Deux des casemates abritant un canon de 152 mm.
Traversée de la casemate ci-dessus.
Le poste de direction de tir, en bordure de falaise.
Le poste de direction de tir, vu de l'arrière.
Vue depuis le chemin côtier des 4 casemates de tir, situées plus en arrière de la falaise.
Trois des casemates vues depuis la casemate la plus à l'ouest.

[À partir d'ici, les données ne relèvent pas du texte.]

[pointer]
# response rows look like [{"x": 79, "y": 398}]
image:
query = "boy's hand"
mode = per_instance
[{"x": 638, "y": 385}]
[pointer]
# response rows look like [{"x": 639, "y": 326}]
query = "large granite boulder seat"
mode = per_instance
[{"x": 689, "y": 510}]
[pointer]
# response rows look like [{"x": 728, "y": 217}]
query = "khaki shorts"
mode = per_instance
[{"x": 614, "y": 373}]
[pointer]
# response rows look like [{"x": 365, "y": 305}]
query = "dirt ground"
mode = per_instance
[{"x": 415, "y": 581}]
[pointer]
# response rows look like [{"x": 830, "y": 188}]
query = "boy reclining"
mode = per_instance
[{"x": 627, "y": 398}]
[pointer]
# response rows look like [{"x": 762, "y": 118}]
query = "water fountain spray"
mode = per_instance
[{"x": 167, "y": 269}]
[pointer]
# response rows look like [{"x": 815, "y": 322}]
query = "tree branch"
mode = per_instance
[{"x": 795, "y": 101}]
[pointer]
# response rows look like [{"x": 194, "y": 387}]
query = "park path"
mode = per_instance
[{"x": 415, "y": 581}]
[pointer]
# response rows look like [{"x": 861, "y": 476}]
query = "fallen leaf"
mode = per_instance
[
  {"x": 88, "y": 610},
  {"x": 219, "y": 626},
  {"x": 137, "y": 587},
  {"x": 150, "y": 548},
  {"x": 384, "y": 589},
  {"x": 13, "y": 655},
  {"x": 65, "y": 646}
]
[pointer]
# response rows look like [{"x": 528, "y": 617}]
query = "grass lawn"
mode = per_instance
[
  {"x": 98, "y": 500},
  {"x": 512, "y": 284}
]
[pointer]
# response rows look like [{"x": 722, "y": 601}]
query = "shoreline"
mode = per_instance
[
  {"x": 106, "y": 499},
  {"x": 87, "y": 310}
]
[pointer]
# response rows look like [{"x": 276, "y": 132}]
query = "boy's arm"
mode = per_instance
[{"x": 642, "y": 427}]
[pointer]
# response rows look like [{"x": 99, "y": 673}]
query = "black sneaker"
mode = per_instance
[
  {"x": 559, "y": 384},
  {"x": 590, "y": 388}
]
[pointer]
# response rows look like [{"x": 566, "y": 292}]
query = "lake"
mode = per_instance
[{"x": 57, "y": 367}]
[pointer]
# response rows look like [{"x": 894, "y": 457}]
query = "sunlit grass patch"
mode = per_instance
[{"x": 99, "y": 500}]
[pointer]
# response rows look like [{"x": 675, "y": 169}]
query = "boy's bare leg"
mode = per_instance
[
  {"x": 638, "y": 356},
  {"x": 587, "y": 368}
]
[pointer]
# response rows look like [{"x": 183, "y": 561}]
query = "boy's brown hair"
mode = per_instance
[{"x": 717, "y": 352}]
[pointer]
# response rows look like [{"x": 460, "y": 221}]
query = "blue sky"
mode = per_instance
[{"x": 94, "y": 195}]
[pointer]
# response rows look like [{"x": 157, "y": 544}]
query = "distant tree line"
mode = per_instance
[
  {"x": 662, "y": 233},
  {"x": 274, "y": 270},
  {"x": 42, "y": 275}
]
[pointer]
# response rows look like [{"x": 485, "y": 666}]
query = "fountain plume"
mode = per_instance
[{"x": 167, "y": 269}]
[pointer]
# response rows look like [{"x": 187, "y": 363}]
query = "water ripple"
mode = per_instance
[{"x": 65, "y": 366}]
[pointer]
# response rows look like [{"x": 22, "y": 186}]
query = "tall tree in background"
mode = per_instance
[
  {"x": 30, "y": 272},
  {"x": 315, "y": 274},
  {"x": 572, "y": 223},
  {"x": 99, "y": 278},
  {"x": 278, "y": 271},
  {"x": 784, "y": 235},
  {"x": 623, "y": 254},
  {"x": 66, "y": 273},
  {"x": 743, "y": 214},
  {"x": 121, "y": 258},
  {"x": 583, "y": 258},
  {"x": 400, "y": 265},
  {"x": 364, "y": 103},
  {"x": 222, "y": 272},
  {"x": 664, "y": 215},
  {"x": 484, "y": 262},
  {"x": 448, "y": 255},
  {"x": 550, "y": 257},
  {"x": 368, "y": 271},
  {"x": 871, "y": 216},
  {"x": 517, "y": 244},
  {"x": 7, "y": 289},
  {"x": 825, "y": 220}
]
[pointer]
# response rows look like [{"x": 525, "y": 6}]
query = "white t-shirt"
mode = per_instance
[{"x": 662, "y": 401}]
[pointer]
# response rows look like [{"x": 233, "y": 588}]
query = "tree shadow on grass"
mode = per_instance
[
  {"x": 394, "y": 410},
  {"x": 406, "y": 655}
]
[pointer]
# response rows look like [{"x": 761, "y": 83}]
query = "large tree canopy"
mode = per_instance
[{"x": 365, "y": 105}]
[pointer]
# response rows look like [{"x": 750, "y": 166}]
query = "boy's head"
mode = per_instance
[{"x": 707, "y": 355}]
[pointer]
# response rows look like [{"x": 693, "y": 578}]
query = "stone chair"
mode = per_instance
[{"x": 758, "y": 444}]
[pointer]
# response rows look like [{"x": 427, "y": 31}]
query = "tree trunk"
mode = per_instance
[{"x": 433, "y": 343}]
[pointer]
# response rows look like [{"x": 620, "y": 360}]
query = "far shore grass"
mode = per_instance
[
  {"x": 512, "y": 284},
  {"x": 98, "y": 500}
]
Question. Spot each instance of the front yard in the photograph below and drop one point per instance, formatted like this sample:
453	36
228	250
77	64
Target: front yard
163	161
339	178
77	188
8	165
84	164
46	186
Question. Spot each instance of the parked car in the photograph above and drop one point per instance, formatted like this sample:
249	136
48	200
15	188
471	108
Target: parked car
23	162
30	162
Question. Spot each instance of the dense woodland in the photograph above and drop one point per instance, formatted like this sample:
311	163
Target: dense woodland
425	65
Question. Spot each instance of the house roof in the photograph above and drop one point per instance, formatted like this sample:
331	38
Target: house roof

La batterie de Longues-sur-Mer est l'une des batteries de tir du mur de l'Atlantique, située sur la commune littorale de Longues-sur-Mer dans le Calvados. Le site comprenait 4 canons de marine de 152 mm de longue portée, chacun protégé par une casemate en béton armé, et différentes installations pour les servir et les défendre. Située dans la zone du débarquement allié en Normandie, entre les plages d'Omaha Beach et de Gold Beach, la batterie fut soumise à d'intenses bombardements aériens puis navals l'empêchant d'entrer pleinement en action le jour J et fut prise dès le lendemain par les troupes britanniques. Dans un bon état de conservation et sur un site aménagé, elle est un lieu de passage fréquenté lors des visites des sites du débarquement.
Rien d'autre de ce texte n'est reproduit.